Wednesday, July 12, 2006

Friendship

You know how when you read a certain book or listen to a certain record, you just get it so much that you feel like the author or musician could be your friend? Like you just totally connect with it and if circumstances were different you could be pals and meet them for breakfast from time to time or have them over for barbecue or go to a ball game and stuff? That's how it is with some people I interview at some radio station where I work. I'll interview them, we'll get along great, we'll have something in common even, and I just want them to become friends with me.

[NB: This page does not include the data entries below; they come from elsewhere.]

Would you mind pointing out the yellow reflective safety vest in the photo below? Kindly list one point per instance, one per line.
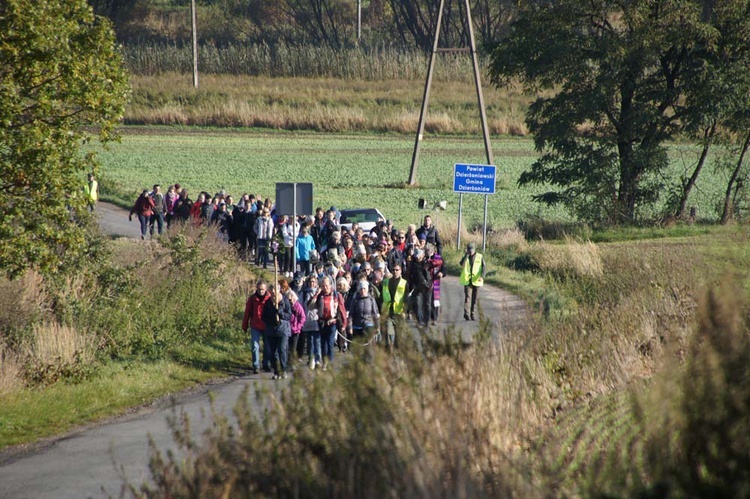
(398, 300)
(472, 275)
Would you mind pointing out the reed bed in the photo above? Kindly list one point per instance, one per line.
(281, 60)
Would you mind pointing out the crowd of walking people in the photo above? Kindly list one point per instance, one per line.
(335, 284)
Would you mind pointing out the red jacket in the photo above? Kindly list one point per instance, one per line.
(143, 206)
(253, 311)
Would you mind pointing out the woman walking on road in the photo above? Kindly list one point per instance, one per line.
(143, 207)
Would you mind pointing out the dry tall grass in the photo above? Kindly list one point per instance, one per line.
(573, 258)
(448, 423)
(52, 343)
(11, 370)
(329, 104)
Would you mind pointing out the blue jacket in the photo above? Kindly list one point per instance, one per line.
(278, 320)
(305, 244)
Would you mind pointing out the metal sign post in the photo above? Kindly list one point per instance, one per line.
(473, 179)
(460, 214)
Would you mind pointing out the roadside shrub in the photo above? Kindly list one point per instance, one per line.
(22, 301)
(699, 424)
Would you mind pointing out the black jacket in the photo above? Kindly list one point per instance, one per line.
(432, 237)
(277, 320)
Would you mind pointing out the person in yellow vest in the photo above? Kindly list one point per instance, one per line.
(472, 278)
(395, 290)
(91, 189)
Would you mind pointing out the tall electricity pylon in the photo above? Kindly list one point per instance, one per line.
(472, 50)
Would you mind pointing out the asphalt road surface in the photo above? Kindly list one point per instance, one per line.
(92, 461)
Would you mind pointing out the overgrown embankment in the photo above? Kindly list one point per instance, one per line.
(627, 386)
(137, 321)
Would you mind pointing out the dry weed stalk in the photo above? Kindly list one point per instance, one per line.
(52, 343)
(572, 258)
(11, 367)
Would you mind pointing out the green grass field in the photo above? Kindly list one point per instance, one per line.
(347, 170)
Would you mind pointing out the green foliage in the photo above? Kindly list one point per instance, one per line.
(623, 77)
(59, 72)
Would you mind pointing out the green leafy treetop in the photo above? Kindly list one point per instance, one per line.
(62, 82)
(612, 80)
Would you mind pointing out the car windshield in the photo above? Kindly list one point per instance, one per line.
(359, 216)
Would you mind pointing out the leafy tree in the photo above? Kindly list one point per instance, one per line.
(718, 97)
(615, 76)
(59, 73)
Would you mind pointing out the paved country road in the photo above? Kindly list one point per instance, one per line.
(90, 462)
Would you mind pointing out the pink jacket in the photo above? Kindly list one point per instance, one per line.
(298, 317)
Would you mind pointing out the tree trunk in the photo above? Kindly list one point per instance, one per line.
(726, 216)
(708, 138)
(628, 189)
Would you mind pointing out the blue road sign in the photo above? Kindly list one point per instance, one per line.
(474, 179)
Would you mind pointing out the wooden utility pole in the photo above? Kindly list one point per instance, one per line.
(359, 21)
(472, 50)
(195, 43)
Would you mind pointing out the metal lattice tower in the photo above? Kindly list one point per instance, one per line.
(472, 50)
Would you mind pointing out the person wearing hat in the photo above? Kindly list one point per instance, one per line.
(364, 315)
(472, 278)
(305, 245)
(395, 291)
(91, 189)
(431, 234)
(420, 279)
(143, 207)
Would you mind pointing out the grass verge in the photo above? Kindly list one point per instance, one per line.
(34, 413)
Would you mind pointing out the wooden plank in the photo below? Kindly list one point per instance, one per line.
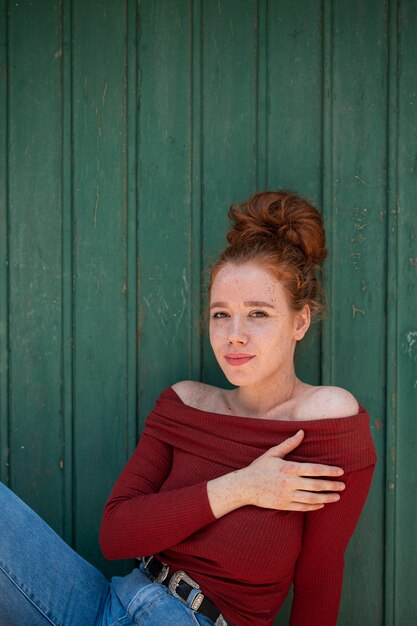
(392, 314)
(358, 249)
(165, 160)
(4, 252)
(66, 462)
(35, 255)
(229, 128)
(406, 398)
(294, 122)
(100, 239)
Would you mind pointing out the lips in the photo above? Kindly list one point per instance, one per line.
(238, 358)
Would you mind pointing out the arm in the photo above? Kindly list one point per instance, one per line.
(319, 569)
(139, 521)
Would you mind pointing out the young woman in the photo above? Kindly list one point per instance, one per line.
(221, 521)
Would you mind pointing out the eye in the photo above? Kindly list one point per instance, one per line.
(219, 315)
(258, 314)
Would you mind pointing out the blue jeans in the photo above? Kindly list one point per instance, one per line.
(43, 582)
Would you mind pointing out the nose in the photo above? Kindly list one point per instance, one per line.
(237, 334)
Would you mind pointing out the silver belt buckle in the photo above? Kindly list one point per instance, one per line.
(162, 574)
(175, 580)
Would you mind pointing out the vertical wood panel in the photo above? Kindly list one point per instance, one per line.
(229, 127)
(4, 252)
(295, 122)
(406, 400)
(35, 255)
(100, 358)
(67, 272)
(358, 262)
(164, 197)
(392, 325)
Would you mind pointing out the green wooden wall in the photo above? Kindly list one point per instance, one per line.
(127, 128)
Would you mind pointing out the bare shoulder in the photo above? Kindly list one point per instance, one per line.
(195, 394)
(327, 402)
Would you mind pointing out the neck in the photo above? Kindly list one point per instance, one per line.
(258, 400)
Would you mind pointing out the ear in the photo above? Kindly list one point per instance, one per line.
(302, 322)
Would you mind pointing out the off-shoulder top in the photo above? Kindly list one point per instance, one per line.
(245, 561)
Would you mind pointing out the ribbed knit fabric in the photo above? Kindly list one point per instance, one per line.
(245, 561)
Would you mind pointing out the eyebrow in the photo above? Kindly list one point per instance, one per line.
(248, 303)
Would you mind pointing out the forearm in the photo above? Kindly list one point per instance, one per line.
(146, 524)
(227, 493)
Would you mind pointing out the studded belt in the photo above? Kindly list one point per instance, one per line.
(182, 587)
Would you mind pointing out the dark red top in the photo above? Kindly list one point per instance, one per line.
(245, 561)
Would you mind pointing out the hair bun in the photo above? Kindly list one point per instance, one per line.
(283, 215)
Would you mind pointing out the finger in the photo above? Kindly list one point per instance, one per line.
(315, 469)
(310, 484)
(306, 497)
(287, 446)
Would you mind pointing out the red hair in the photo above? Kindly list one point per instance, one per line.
(284, 234)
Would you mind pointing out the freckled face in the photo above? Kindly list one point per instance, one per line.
(253, 331)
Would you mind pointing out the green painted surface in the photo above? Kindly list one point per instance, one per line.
(126, 130)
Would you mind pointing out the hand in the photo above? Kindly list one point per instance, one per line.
(273, 483)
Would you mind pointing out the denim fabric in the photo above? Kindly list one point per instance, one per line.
(43, 582)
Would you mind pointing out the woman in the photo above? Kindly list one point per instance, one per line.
(222, 523)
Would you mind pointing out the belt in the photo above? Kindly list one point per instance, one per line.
(183, 587)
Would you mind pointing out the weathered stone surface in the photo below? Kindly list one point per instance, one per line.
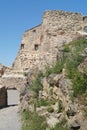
(41, 44)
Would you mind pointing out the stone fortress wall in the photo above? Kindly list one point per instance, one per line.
(39, 46)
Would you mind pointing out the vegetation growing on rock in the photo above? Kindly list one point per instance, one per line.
(54, 88)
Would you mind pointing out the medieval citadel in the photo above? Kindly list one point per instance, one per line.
(41, 46)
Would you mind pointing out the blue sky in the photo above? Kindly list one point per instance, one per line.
(16, 16)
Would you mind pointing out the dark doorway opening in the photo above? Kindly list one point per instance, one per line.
(12, 97)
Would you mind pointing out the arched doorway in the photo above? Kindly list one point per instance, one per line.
(12, 97)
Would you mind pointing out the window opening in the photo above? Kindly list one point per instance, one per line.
(12, 97)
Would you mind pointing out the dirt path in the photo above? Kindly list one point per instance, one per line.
(10, 118)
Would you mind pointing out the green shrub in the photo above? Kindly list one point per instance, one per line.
(79, 84)
(33, 121)
(61, 126)
(66, 48)
(50, 109)
(60, 106)
(45, 102)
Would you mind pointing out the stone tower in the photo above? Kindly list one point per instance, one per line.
(39, 46)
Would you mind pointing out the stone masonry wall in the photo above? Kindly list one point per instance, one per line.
(39, 46)
(3, 97)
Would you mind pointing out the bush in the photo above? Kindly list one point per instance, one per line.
(61, 126)
(60, 106)
(33, 121)
(50, 109)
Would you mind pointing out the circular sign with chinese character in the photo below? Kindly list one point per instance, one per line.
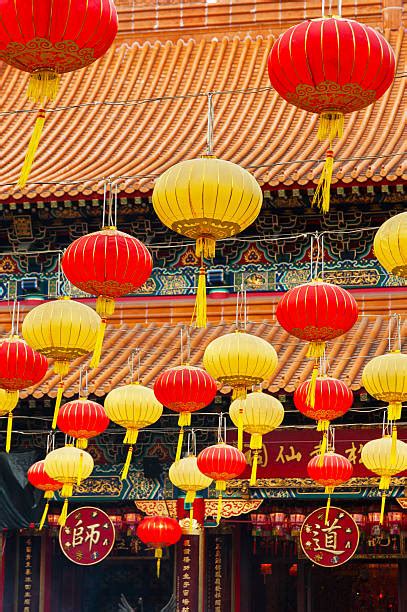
(87, 536)
(329, 543)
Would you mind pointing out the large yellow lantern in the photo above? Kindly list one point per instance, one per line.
(240, 360)
(132, 407)
(385, 378)
(70, 466)
(62, 330)
(206, 199)
(390, 245)
(259, 414)
(386, 458)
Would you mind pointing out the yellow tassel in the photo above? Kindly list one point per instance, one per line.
(312, 386)
(253, 477)
(32, 149)
(44, 516)
(105, 306)
(394, 411)
(205, 247)
(64, 513)
(158, 555)
(126, 466)
(179, 445)
(322, 193)
(57, 404)
(200, 302)
(97, 351)
(9, 431)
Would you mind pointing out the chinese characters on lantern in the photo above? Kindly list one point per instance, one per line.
(87, 537)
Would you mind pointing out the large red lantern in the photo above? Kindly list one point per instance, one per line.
(82, 419)
(330, 470)
(39, 479)
(185, 389)
(48, 38)
(331, 66)
(108, 264)
(158, 532)
(221, 462)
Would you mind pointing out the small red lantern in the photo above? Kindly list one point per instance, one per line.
(108, 264)
(330, 470)
(331, 66)
(185, 389)
(82, 419)
(221, 462)
(159, 531)
(39, 479)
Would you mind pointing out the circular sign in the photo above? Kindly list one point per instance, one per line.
(87, 536)
(329, 543)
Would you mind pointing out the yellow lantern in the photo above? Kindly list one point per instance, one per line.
(70, 466)
(240, 360)
(260, 413)
(385, 378)
(385, 459)
(206, 199)
(133, 407)
(390, 245)
(62, 330)
(186, 475)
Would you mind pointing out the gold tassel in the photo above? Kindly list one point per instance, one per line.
(126, 466)
(158, 555)
(105, 306)
(253, 477)
(9, 431)
(97, 351)
(200, 302)
(394, 411)
(312, 387)
(32, 149)
(57, 404)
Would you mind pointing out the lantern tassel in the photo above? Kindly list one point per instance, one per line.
(158, 555)
(97, 351)
(253, 476)
(200, 302)
(58, 402)
(32, 149)
(126, 466)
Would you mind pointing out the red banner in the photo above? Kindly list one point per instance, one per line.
(286, 452)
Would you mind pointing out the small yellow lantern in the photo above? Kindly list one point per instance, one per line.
(70, 466)
(133, 407)
(390, 245)
(386, 459)
(259, 413)
(240, 360)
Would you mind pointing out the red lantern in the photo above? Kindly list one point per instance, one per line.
(37, 38)
(185, 389)
(221, 462)
(159, 531)
(108, 264)
(331, 66)
(82, 419)
(39, 479)
(330, 471)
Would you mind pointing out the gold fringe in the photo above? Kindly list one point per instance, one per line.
(200, 302)
(57, 404)
(394, 411)
(126, 466)
(97, 351)
(32, 149)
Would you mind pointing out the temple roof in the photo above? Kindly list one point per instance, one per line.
(89, 141)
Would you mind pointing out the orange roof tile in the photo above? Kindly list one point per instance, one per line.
(140, 323)
(257, 130)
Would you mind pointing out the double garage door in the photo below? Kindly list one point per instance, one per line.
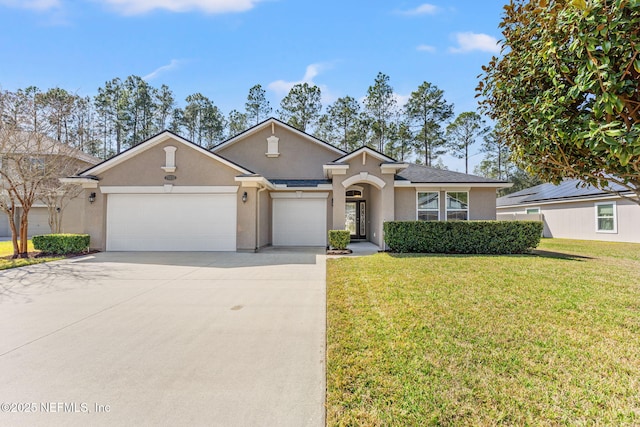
(171, 222)
(205, 222)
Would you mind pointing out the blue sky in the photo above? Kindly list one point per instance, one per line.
(223, 47)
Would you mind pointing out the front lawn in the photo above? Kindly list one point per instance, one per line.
(6, 250)
(542, 339)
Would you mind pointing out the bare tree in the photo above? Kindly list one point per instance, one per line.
(30, 166)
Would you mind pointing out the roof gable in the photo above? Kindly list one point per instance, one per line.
(273, 122)
(152, 142)
(362, 150)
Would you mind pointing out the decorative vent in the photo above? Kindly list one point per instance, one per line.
(170, 159)
(272, 146)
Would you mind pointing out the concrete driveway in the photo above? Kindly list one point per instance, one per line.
(165, 339)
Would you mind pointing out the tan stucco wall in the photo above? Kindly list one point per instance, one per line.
(245, 239)
(406, 204)
(265, 219)
(193, 168)
(577, 220)
(299, 158)
(482, 204)
(73, 215)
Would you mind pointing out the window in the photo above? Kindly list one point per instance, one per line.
(428, 206)
(606, 217)
(457, 205)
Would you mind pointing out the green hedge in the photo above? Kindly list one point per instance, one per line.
(61, 244)
(463, 237)
(339, 239)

But you can't really say, "Hey, wanna be friends?" as they walk to the lobby after the interview. Because that's weird. And maybe they actually really would want to be friends but it's just not the time or place or method for that to happen. But then it doesn't end up happening. They walk out the door, out of your life, and the world gets no warmer.

8 comments:

Ben said...

You had me at, "Hey."

Ian said...

You mean, "the world gets no warmer except for the slow but inevitable temperature increase due to atmospheric buildup of 'greenhouse gases' such as carbon dioxide."

susansinclair said...

It's the Seinfeld episode where Jerry "courts" a new friend (a baseball player, I believe) all over again. Finding friends after a certain age is like dating. Or at least I used to say that until I started dating again.

Tina Rowley said...

Yes, that's a bummer, all right. It's so awkward. To make a new friend as an adult with someone you don't see on a regular basis is so difficult. You practically have to have a sort of full-on Romeo and Juliet moment, I think.

Kevin Guilfoile said...

Wait a minute... What do you mean it doesn't end up happening!?! You interviewed me, we had something in common, and we became friends. Aren't we friends? Do you mean we're not friends!! What the f*ck John! Are you breaking up with me? Is that it? Is this post some kind of code for you're breaking up with me? I don't believe this. And to read about it on your blog. Cripes.

I want my Cure MP3s back.

john said...

Hey Kevin.
Aw baby don't be like that.
You know what we have is something special.
I'm talking about other authors, baby, not talking about us.
You know how it is, Kevin Guilfoile. I've been under a lot of pressure lately. With work and all.
Don't be like that, Kevin Guilfoile.
Where you going?
Wait!
Hey, has anyone seen my boom box and Peter Gabriel tape?

Sean Nelson said...

it's so much worse when you actually take the risk, give them a CD, pass them a note. as if being alive weren't embarrassing enough.

Kimm said...

Yeah, I totally know what you mean. Then someone wiser than I pointed out that there's really nothing to lose by making an effort to be friends anyway even though it's awkward. I started to laugh it off as useless advice and then I remembered the brief period of time I was famous myself (sure, it was exciting places like El Paso and Omaha but hey, same principles still apply, just on a smaller scale) and I realized that it gets harder to make real friends, not easier when you're that well known.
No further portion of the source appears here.